The Minnesota Public Utilities Commission (PUC) should reject Enbridge’s Line 3 proposal based on the biased and self-serving arguments Enbridge used during the regulatory review process. Minnesota needs credible partners in such major infrastructure projects.
Administrative Law Judge Ann O’Reilly’s Line 3 report to the PUC identifies several key areas where Enbridge’s flawed arguments undercut its credibility as an honest broker of information.
On the surface, O’Reilly’s report was something of a head scratcher, proposing an unpopular and unworkable option.
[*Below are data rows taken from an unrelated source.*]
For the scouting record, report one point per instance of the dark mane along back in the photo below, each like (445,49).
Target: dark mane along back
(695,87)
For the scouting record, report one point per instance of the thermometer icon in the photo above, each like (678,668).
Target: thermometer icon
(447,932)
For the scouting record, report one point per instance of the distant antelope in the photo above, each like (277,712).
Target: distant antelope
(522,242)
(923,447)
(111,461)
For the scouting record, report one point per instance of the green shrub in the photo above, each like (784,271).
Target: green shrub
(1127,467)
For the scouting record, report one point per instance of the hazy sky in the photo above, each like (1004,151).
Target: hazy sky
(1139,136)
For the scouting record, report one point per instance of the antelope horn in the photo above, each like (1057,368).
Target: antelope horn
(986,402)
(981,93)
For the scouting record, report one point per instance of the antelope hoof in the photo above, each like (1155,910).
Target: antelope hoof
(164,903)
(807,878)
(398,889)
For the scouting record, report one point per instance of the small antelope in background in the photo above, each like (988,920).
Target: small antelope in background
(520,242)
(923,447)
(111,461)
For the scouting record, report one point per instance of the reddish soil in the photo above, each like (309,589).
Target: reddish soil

She recommends taking the old pipeline out of its current trench and installing the new pipeline in the same trench.
Enbridge wants to open a new pipeline corridor. It knows it won’t get permission from Leech Lake or Fond du Lac to run a new line through their reservations. Enbrige also wants to avoid the extra costs of removing the old pipeline, a bill it places at $1.2 billion. On the other side, the tribes don’t like O’Reilly’s recommendation. They not only want the pipelines off reservation land, but off the treaty territory where they have reserved rights to hunt, fish and gather.
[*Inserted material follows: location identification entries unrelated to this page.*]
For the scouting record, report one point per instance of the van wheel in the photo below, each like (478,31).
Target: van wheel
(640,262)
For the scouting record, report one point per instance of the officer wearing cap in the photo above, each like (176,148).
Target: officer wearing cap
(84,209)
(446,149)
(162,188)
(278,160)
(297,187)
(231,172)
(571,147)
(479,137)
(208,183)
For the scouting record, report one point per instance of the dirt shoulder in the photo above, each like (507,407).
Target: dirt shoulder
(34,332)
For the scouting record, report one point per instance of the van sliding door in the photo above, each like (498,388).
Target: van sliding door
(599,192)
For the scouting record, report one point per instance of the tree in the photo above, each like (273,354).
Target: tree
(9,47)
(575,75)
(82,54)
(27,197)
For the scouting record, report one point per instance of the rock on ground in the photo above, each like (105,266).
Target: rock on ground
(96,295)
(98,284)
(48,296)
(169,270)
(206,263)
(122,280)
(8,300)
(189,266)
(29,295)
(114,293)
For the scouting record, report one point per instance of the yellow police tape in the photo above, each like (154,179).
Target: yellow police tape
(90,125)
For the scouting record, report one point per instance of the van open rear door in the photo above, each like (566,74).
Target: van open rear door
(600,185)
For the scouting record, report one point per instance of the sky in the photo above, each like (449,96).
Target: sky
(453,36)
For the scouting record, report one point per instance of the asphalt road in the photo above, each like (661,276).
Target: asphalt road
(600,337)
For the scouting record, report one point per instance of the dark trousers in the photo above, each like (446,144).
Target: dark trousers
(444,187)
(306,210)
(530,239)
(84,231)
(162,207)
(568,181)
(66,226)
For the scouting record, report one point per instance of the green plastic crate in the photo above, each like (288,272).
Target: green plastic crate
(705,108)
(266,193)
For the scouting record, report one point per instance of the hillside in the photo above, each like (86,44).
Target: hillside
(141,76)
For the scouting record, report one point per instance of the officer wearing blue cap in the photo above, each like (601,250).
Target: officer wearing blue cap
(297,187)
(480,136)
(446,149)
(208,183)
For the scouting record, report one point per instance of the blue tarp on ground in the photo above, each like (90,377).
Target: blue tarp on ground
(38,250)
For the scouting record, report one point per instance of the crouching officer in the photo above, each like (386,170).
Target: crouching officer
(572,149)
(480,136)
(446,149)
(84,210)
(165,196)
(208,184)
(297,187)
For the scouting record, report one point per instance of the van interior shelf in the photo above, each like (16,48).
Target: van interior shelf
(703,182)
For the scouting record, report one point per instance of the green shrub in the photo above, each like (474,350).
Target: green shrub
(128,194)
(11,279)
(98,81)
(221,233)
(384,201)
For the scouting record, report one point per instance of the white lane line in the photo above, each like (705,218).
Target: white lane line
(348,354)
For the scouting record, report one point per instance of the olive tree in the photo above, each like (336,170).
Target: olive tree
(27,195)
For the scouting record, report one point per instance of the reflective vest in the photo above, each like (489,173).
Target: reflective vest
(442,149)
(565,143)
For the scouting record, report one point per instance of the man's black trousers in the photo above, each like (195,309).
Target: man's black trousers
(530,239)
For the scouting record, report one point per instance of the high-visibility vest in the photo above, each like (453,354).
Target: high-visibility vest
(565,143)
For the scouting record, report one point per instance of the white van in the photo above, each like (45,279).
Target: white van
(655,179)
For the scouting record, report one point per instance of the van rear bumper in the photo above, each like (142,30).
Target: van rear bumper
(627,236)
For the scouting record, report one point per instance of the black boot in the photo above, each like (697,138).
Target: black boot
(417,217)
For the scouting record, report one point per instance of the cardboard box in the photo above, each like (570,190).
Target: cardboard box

O’Reillly’s recommendation seems to leave the PUC in the lurch.
Yet dig into O’Reilly’s report and you find damaging criticism of Enbridge’s testimony. First, Enbridge failed to adequately assess the environmental damage that its proposed new Line 3 corridor would create and ignores the culture impacts the project would have on the Anishinaabe people. Second, she disputes key parts of Enbridge’s expert testimony on the demand for crude oil — the essential facts the company needs to justify building a new pipeline. Lastly, she questions Enbridge’s credibility on the arguments it used to avoid having to pay to remove the old pipeline.
The PUC needs to take these credibility issues to heart. It is expected to vote on Line 3 in June.